What do you call parents who work at very low-wage jobs to support their families — say, a single mother raising two children and working at a nursing home, or a construction laborer trying to support his wife and children?  Until recently, policymakers have called them welfare-reform success stories:  people who have chosen work over welfare.  Now, however, there is a risk that it is becoming fashionable to call them “freeloaders” for whom the Internal Revenue is a “sugar daddy” dispensing tax benefits.

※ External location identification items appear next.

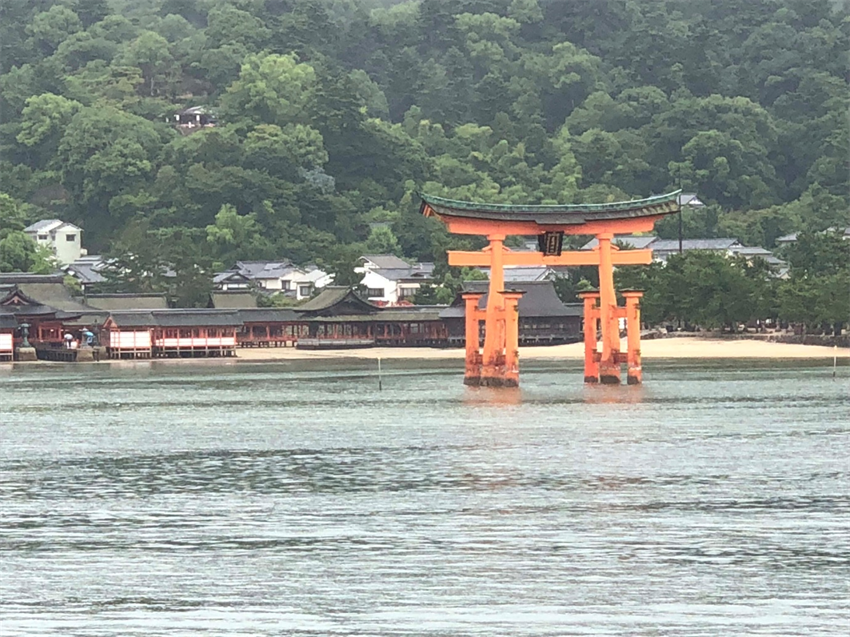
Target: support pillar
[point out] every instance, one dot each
(494, 335)
(635, 372)
(609, 366)
(511, 369)
(472, 375)
(591, 325)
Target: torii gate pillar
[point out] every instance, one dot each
(498, 364)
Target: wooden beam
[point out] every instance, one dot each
(575, 258)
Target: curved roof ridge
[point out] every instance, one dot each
(470, 206)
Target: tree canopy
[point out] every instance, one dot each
(331, 114)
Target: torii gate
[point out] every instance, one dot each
(498, 364)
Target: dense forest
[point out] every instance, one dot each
(332, 114)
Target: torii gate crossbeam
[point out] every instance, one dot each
(498, 364)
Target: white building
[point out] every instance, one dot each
(390, 280)
(273, 277)
(63, 239)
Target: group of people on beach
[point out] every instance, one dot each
(86, 338)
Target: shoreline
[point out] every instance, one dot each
(679, 348)
(674, 348)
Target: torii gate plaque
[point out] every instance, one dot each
(498, 364)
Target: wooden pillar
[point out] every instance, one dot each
(472, 375)
(635, 372)
(494, 337)
(609, 366)
(511, 371)
(591, 325)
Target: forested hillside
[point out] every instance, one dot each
(331, 114)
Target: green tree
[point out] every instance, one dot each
(271, 89)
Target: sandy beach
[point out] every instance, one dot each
(669, 348)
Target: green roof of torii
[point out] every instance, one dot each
(568, 214)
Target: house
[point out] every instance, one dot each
(117, 302)
(87, 270)
(543, 317)
(521, 273)
(193, 118)
(627, 241)
(779, 266)
(63, 239)
(231, 280)
(662, 249)
(232, 300)
(273, 277)
(309, 280)
(8, 326)
(389, 280)
(792, 238)
(338, 318)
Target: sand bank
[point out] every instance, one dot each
(670, 348)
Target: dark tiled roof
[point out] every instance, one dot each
(334, 295)
(638, 242)
(269, 315)
(411, 314)
(47, 289)
(539, 300)
(233, 300)
(133, 319)
(87, 269)
(672, 245)
(404, 274)
(127, 301)
(576, 214)
(386, 261)
(13, 278)
(177, 318)
(200, 318)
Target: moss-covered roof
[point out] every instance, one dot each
(561, 214)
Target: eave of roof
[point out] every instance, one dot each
(566, 214)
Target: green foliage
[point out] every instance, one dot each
(328, 110)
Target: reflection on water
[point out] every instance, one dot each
(300, 500)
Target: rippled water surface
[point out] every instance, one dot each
(296, 500)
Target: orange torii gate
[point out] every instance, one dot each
(498, 364)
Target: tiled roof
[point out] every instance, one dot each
(191, 318)
(264, 269)
(672, 245)
(133, 319)
(402, 274)
(386, 261)
(8, 321)
(269, 315)
(637, 242)
(539, 300)
(127, 301)
(334, 295)
(47, 289)
(45, 225)
(570, 214)
(177, 318)
(236, 300)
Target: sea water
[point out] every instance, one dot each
(298, 499)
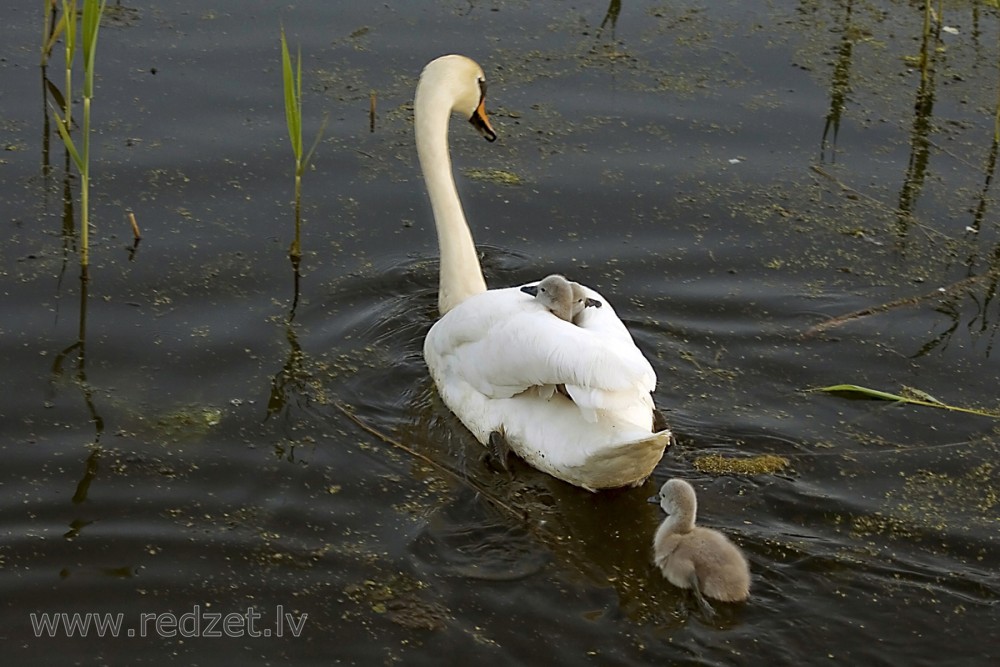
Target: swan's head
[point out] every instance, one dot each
(677, 497)
(564, 298)
(462, 84)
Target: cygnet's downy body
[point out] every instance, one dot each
(564, 298)
(690, 556)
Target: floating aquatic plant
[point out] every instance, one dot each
(906, 395)
(764, 464)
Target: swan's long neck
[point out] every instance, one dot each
(461, 274)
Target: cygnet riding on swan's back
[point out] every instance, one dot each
(491, 348)
(564, 299)
(690, 556)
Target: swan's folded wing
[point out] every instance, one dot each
(532, 347)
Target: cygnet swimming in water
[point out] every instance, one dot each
(690, 556)
(564, 298)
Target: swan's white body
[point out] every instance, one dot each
(690, 556)
(496, 355)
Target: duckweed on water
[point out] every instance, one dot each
(498, 176)
(717, 464)
(189, 422)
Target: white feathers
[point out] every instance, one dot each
(497, 356)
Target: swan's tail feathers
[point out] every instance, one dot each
(628, 464)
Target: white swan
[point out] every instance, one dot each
(690, 556)
(564, 298)
(491, 349)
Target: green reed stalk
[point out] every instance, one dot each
(292, 80)
(69, 25)
(89, 26)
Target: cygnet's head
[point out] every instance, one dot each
(565, 299)
(461, 83)
(677, 497)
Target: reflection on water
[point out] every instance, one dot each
(193, 433)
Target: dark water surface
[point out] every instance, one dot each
(730, 174)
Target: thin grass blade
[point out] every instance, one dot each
(68, 140)
(293, 110)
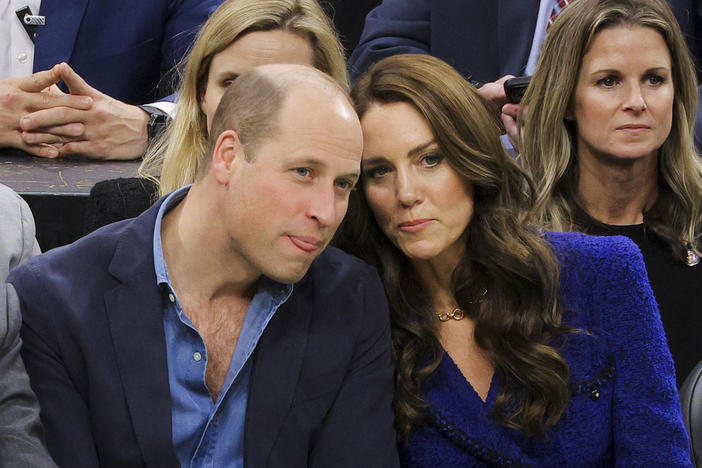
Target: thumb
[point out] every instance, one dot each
(76, 84)
(38, 81)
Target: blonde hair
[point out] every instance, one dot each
(548, 146)
(180, 150)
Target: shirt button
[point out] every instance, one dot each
(595, 395)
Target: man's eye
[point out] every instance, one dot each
(344, 184)
(377, 172)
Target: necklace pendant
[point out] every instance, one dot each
(457, 314)
(692, 258)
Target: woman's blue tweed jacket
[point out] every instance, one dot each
(624, 408)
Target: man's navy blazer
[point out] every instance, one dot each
(485, 39)
(122, 48)
(94, 346)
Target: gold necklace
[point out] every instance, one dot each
(456, 314)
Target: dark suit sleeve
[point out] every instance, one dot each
(20, 431)
(394, 27)
(647, 423)
(358, 429)
(182, 25)
(64, 412)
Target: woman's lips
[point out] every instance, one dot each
(634, 128)
(415, 225)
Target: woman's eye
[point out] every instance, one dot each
(607, 81)
(377, 172)
(655, 80)
(432, 160)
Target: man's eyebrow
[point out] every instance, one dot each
(319, 163)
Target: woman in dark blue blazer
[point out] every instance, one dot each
(513, 347)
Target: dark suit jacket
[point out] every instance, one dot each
(21, 436)
(123, 48)
(485, 39)
(321, 385)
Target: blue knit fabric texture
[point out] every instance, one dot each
(624, 408)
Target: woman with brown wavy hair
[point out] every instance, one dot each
(512, 347)
(608, 138)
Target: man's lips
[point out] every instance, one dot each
(305, 243)
(415, 225)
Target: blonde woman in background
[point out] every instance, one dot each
(608, 138)
(240, 35)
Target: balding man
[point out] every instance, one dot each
(216, 329)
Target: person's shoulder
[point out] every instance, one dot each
(87, 256)
(336, 264)
(8, 197)
(582, 250)
(602, 277)
(341, 281)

Here’s the issue:  a significant number of low-wage workers with children qualify for an earned income tax credit (EITC) and a child tax credit whose combined value exceeds what they pay in federal income and payroll taxes.  Some critics are using this fact to argue for cutting the EITC and child credit, both of which received temporary expansions in last year’s Recovery Act.  Those critics need to consider the following realities:

  • The EITC is essential to ensuring that work is better than welfare. Congress created the EITC in 1975 specifically to encourage work:  only working people qualify, and the amount of the credit grows with each additional dollar of wages up to a maximum value.  And it has succeeded.  President Reagan called the large EITC expansion he signed in 1986 “the best anti-poverty, the best pro-family, the best job creation measure to come out of Congress,” and the Committee for Economic Development (an organization of 250 corporate executives and university presidents) said in 2000 that “The EITC has become a powerful force in dramatically raising the employment of low-income women in recent years.”

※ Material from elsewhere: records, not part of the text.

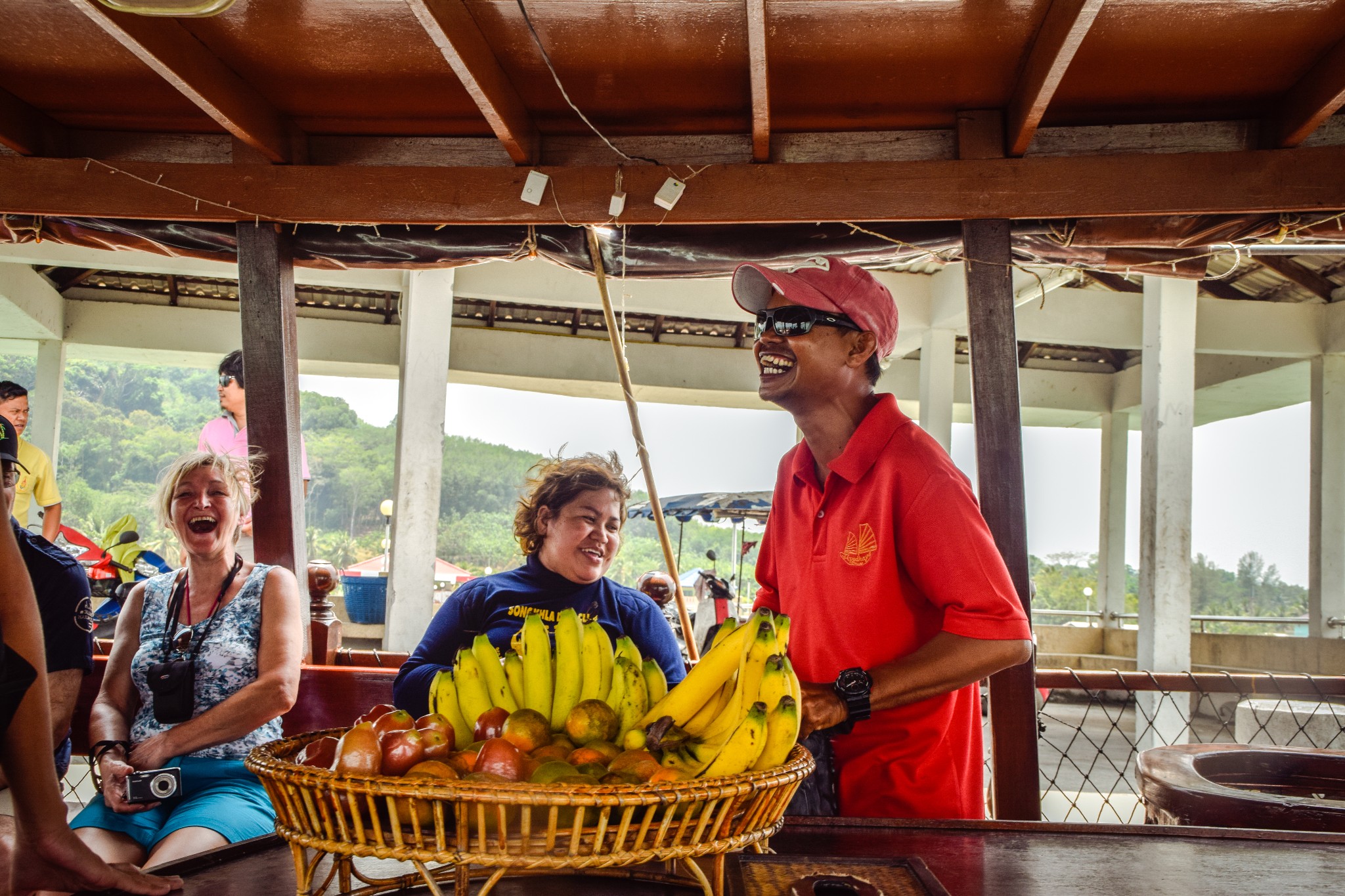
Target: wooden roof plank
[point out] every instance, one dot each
(1296, 273)
(181, 60)
(29, 131)
(1053, 49)
(1309, 181)
(761, 85)
(458, 37)
(1312, 101)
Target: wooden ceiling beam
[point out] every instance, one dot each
(1309, 181)
(181, 60)
(761, 82)
(1296, 273)
(458, 37)
(1052, 50)
(1312, 101)
(1114, 282)
(29, 131)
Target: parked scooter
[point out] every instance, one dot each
(114, 566)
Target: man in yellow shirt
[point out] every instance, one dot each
(37, 479)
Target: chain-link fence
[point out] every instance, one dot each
(1094, 725)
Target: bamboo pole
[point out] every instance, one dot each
(632, 409)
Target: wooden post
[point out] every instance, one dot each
(271, 375)
(994, 396)
(324, 629)
(632, 409)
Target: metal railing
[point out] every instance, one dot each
(1333, 622)
(1093, 726)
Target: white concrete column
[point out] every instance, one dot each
(1111, 524)
(46, 396)
(1327, 499)
(427, 324)
(1169, 402)
(938, 367)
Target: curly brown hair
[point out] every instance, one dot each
(556, 481)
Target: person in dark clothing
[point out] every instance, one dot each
(569, 527)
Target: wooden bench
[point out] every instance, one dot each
(328, 698)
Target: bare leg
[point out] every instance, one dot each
(182, 843)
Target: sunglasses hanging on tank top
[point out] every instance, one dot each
(174, 680)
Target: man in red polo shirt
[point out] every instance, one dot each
(877, 551)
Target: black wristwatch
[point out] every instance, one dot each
(853, 687)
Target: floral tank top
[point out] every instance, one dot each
(227, 662)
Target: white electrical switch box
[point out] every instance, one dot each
(535, 187)
(669, 194)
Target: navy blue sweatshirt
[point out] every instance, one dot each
(498, 605)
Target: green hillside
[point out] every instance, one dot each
(123, 423)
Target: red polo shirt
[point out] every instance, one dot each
(870, 567)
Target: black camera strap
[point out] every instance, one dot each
(175, 610)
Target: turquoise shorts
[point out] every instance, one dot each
(218, 794)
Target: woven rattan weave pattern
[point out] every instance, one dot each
(514, 828)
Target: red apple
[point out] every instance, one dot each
(499, 757)
(377, 712)
(490, 723)
(396, 720)
(401, 752)
(437, 744)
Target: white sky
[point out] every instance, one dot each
(1250, 490)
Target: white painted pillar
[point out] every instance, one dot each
(427, 324)
(46, 396)
(1168, 394)
(938, 367)
(1111, 524)
(1327, 499)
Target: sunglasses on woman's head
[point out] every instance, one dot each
(797, 320)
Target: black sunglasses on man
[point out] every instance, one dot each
(797, 320)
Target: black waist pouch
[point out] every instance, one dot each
(174, 685)
(817, 796)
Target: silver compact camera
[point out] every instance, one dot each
(154, 785)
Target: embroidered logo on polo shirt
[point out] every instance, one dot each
(860, 545)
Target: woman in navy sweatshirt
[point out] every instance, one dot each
(569, 526)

  • Over time, EITC recipients pay much more in federal taxes than they receive in EITC benefits. This is because more than half of them get the credit only for one or two years at a time, such as when their incomes drop due to a temporary layoff.  Taxpayers who claimed the EITC at least once during an 18-year period paid a net $473 billion in federal income tax revenues over that period (in 2006 dollars), according to a 2008 study by Tim Dowd of Congress’s Joint Tax Committee and John B. Horowitz of Ball State University.
  • Low-income workers pay a disproportionate share of state and local taxes. The lowest-income fifth of taxpayers pay 11 percent of their income in state and local taxes, nearly double the rate that the top 1 percent of taxpayers pay.  (Most states rely heavily on sales taxes, which eat up a larger share of the income of lower-income families than of affluent ones.)  The EITC and child credit can help offset this tax burden for many low-income working families.
  • The child tax credit both helps offset the large cost of raising children and encourages work. Congress created the credit in 1997 to help families meet the costs of raising children, and lawmakers expanded it in 2001 and 2009.  The full credit is worth $1,000 per child.  As with the EITC, only working families qualify.The 2009 expansion made the child credit a more effective work incentive by making millions of low-income families eligible for it for the first time and expanding the credit for many other low-wage families who’d only qualified for a small credit under the old rules, such as those headed by a minimum-wage worker.  This change gave unemployed parents a more powerful reason to look for and take offers of even very low-paying or part-time jobs if those are all they can find.
  • Taking money out of low-wage workers’ pockets is the last thing the economy needs now. A family headed by a full-time, minimum-wage worker with two kids will lose nearly $1,500 next year if Congress doesn’t extend the Recovery Act improvement in the child credit.  Since low-income families generally spend all of their income on basics like housing and food, a cut in their income means they’ll spend less.  And less spending, in turn, means fewer jobs and a slower-growing economy.

Low-wage working parents aren’t “freeloaders” sitting home on the couch eating potato chips.  These people are working to make ends meet for their families — on wages that often don’t make that possible.  We should help them succeed.